I've learned a lot of lessons over the years, made a lot of mistakes and had to overcome a lot of obstacles. I started the sport as a stubborn and inexperienced athlete who was obsessed with triathlon and transformed into a wiser, smarter and more appreciative athlete who uses triathlon to help live life to the fullest. I've learned that hard work works, day in and day out and success doesn't happen overnight. I've learned to enjoy the journey and to see race day as a celebration of the work that was put forth in training. Rather than looking for quick fixes, extreme methods or wanting to rush the process, I've once again learned that every small gain eventually turns into something big. And even when I didn't feel like I was gaining anything (like two weeks ago when I found myself in a training rut), something inside was happening and because I didn't give up, I now feel incredibly prepared for race day. The training isn't over but with this final Ironman prep weekend behind us, I can't help but thank my body for letting me stay in great health (mind and body) over the past 8 months. I will continue to fuel you, nourish you, rest you and respect you for you are giving me the best gift of being able to do amazing things with you on a daily basis.
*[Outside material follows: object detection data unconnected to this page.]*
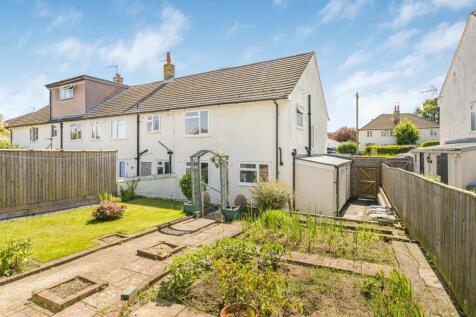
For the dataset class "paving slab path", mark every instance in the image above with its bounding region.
[0,219,241,317]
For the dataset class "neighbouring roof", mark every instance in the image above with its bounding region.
[412,142,476,153]
[298,155,352,166]
[359,113,440,130]
[6,52,314,127]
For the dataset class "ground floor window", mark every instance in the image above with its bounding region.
[157,161,172,175]
[119,160,126,177]
[240,163,269,184]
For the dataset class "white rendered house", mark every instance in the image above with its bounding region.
[7,52,328,202]
[414,12,476,189]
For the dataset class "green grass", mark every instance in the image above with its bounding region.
[0,198,185,262]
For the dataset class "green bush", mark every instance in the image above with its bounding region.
[252,181,291,211]
[0,239,32,276]
[120,179,139,202]
[365,145,415,155]
[420,141,440,147]
[336,141,358,155]
[179,172,192,200]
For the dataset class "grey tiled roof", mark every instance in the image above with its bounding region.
[7,52,314,127]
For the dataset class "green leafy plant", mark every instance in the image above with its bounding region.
[420,141,440,147]
[179,172,192,200]
[0,239,32,276]
[120,179,139,202]
[336,141,358,155]
[393,119,420,145]
[252,181,291,211]
[360,270,424,317]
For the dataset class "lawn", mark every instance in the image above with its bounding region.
[0,198,185,262]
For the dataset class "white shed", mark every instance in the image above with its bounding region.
[294,155,352,216]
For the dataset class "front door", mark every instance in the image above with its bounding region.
[436,153,448,184]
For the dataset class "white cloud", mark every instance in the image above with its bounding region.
[340,50,372,69]
[0,75,49,119]
[418,21,465,54]
[319,0,371,23]
[226,21,253,36]
[273,0,288,7]
[241,45,259,62]
[383,29,418,49]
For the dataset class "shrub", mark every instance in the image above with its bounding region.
[121,179,139,201]
[365,145,415,155]
[0,239,31,276]
[179,172,192,200]
[393,119,420,145]
[252,181,291,211]
[420,141,440,147]
[92,200,127,221]
[336,141,358,155]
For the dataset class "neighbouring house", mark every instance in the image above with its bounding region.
[413,11,476,189]
[7,52,329,202]
[359,106,440,151]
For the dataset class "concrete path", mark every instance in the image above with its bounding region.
[392,241,459,317]
[0,219,241,317]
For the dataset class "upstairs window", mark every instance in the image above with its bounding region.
[30,127,38,142]
[470,101,476,131]
[111,119,127,139]
[51,125,58,138]
[60,85,74,100]
[91,121,101,140]
[296,106,304,129]
[185,110,208,135]
[240,163,269,184]
[147,116,160,132]
[70,123,81,140]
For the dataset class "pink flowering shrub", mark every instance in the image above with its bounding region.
[92,200,127,220]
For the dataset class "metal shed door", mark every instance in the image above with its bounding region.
[436,153,448,184]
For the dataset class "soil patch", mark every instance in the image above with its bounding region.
[49,276,94,298]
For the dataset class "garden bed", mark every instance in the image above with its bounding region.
[242,211,396,266]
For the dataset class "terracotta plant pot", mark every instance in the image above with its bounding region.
[220,303,259,317]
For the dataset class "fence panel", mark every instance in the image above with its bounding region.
[382,164,476,316]
[0,150,116,219]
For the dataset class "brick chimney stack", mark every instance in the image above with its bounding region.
[393,105,400,125]
[164,52,175,80]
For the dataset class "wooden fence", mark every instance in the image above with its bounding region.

Weekend "final Ironman prep" recap:
AM Swim (4200 yards)
Main set:
1200 build by 400 w/ paddles
3 x 400's at 90%
10 x 50's strong
(Thanks to my speedy swimmer friend Kristen for doing this with me since Karel was taking it easy today)

PM Bike (1:22)
Easy solo outside spin on the road bike

AM Brick
4:20 bike (77.8 miles, 4580 feet of elevation gain)
Main set:
20 min IM effort
8 min EZ
6 x 10 min strong w/ 8 min EZ
30 min IM effort

60 min brick run (7.48 miles, 8:02 min/mile average) as:
20 min smooth (8:16 min/mile), 20 min steady/strong (7:58), 20 min strong (7:37) w/ 30 sec walk between

PM Run (45 min, 4.76 miles, 9:26 min/mile average)
EZ form focused run w/ walk breaks every mile

AM run (1:56, 13.5 miles, 8:35 min/mile average) as:
~30 min warm-up
30 min Ironman effort (8:07 min/mile average), 2 min rest
20 min half IM effort (7:36), 2 min rest
10 min Oly effort (7:15), 2 min rest
12 min EZ, 2 min rest
10 min IM effort (7:47)

PM Swim (3000 yards, 52 minutes)
WU: 800 EZ
Pre-set: 400 kick w/ fins
MS (with fins):
2 x 150's swim w/ paddles
2 x 75 kick
3 x 100's swim w/ paddles
3 x 50 kick
4 x 50's swim w/ paddles
4 x 25 kick
Post set:
12 x 25s in sets of 4 as:
-10 strokes fast, then EZ to the wall
-10 strokes EZ, then fast to the wall
Then 300 pull w/ snorkel and buoy

Karel ran a little longer than me for the Saturday PM run (7.57 miles) and of course, covered more miles than me for our 1 hour run off the bike (8.96). For Karel's build effort run off the bike on Saturday, he ran the following splits:
7:55, 7:38, 7:03, 6:48, 6:08, 6:08, 6:26 (hill), 6:39 (another hill), 6:37

For Karel's Sunday long run, his set was:
30 min very EZ (~7:57 min/mile)
MS: 3 x 25 min as 20 min IM effort, 5 min just above IM effort
30 sec rest between each interval
30 min steady (7:14 min/mile average)
Total: 2:15, 18.8 miles, 7:11 min/mile average
Round 1: 20 min at 6:58 min/mile, 5 min at 6:35 min/mile
Round 2: 20 min at 6:53 min/mile, 5 min at 6:39 min/mile
Round 3: 20 min at 6:46 min/mile, 5 min at 6:22 min/mile

Karel also swam a 3000 but made up his own set as he went along (we didn't swim together).